Additional annotations formats (fho_main.json)

There have been several requests for additional annotation formats, particularly for a unified json across the FHO tasks, which is now available. Please see the schemas page for additional details: annotation schemas

Please refer to FHO Overview for details.

VQ Annotation Updates

Some bounding boxes were incorrectly rotated for VQ2D annotations and have been corrected. This is the only set of corrections which is expected to have a significant impact on results and we will share updated baseline numbers with the release.
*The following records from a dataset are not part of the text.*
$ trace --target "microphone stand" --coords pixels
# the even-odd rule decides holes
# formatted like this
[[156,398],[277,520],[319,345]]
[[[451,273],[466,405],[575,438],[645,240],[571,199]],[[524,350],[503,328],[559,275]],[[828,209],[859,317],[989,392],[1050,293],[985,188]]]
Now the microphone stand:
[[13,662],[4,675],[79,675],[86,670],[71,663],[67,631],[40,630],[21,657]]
Note that this was corrected in the v1.0.5 version of the dataset for the prior '22 VQ challenge and was the existing annotations for that challenge.
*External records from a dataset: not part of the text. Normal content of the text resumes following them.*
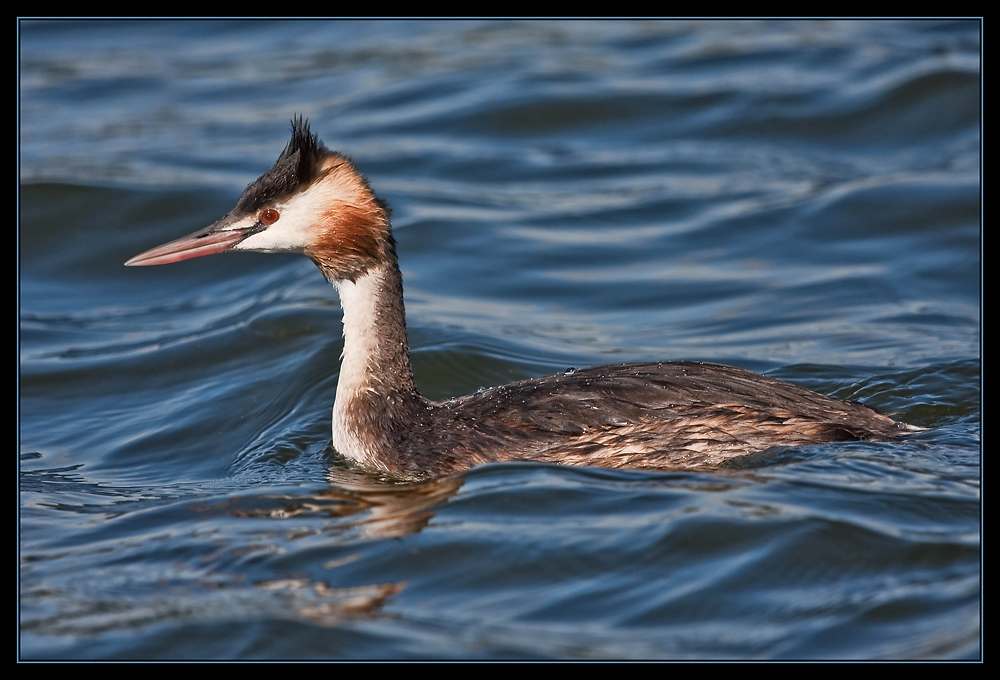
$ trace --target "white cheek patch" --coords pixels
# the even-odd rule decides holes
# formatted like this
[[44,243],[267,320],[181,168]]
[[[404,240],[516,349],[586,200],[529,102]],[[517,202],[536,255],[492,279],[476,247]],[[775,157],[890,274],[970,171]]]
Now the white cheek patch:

PACO (Parts and Attributes of Common Objects) Dataset

PACO (Parts and Attributes of Common Objects) Dataset

Object models are gradually progressing from predicting just category labels to providing detailed descriptions of object instances. This motivates the need for large datasets which go beyond traditional object masks and provide richer annotations such as part masks and attributes. Hence, we introduce PACO: Parts and Attributes of Common Objects. It spans 75 object categories, 456 object-part categories and 55 attributes across image (LVIS) and video (Ego4D) datasets. We provide 641K part masks annotated across 260K object boxes, with roughly half of them exhaustively annotated with attributes as well. We design evaluation metrics and provide benchmark results for three tasks on the dataset: part mask segmentation, object and part attribute prediction and zero-shot instance detection. Dataset, models, and code are open-sourced: https://github.com/facebookresearch/paco

PACO

EgoTracks

EgoTracks Documentation

EgoTracks: A Long-term Egocentric Visual Object Tracking Dataset

Visual object tracking is a key component to many egocentric vision problems. However, the full spectrum of challenges of egocentric tracking faced by an embodied AI is underrepresented in many existing datasets; these tend to focus on relatively short, third-person videos. Egocentric video has several distinguishing characteristics from those commonly found in past datasets: frequent large camera motions and hand interactions with objects commonly lead to occlusions or objects exiting the frame, and object appearance can change rapidly due to widely different points of view, scale, or object states. Embodied tracking is also naturally long-term, and being able to consistently (re-)associate objects to their appearances and disappearances over as long as a lifetime is critical. Previous datasets under-emphasize this re-detection problem, and their "framed" nature has led to adoption of various spatiotemporal priors that we find do not necessarily generalize to egocentric video. We thus introduce EgoTracks, a new dataset for long-term egocentric visual object tracking. Sourced from the Ego4D dataset, this new dataset presents a significant challenge to recent state-of-the-art single-object tracking models, which we find score poorly on traditional tracking metrics for our new dataset, compared to popular benchmarks. We further show improvements that can be made to a STARK tracker to significantly increase its performance on egocentric data, resulting in a baseline model we call EgoSTARK. We publicly release our annotations and benchmark, hoping our dataset leads to further advancements in tracking.

Prior Incremental Updates

Downsampled Videos

Downsampled videos have been added - download as dataset video_540ss via the CLI. Videos have been scaled to 540px on the short side - more details available via the docs

Feature Updates

An error in feature generation that added some noise was corrected. Full detail will be provided shortly, and the features have already been updated.

Omnivore FP16 features were added: Features

Additional features will be released shortly as well. (EgoVLP & Narration Embeddings)

Further Details

Upon release, the CHANGELOG has more detailed specifics on the update as well. And we'll post on the Ego4D forum with details and follow up discussion there.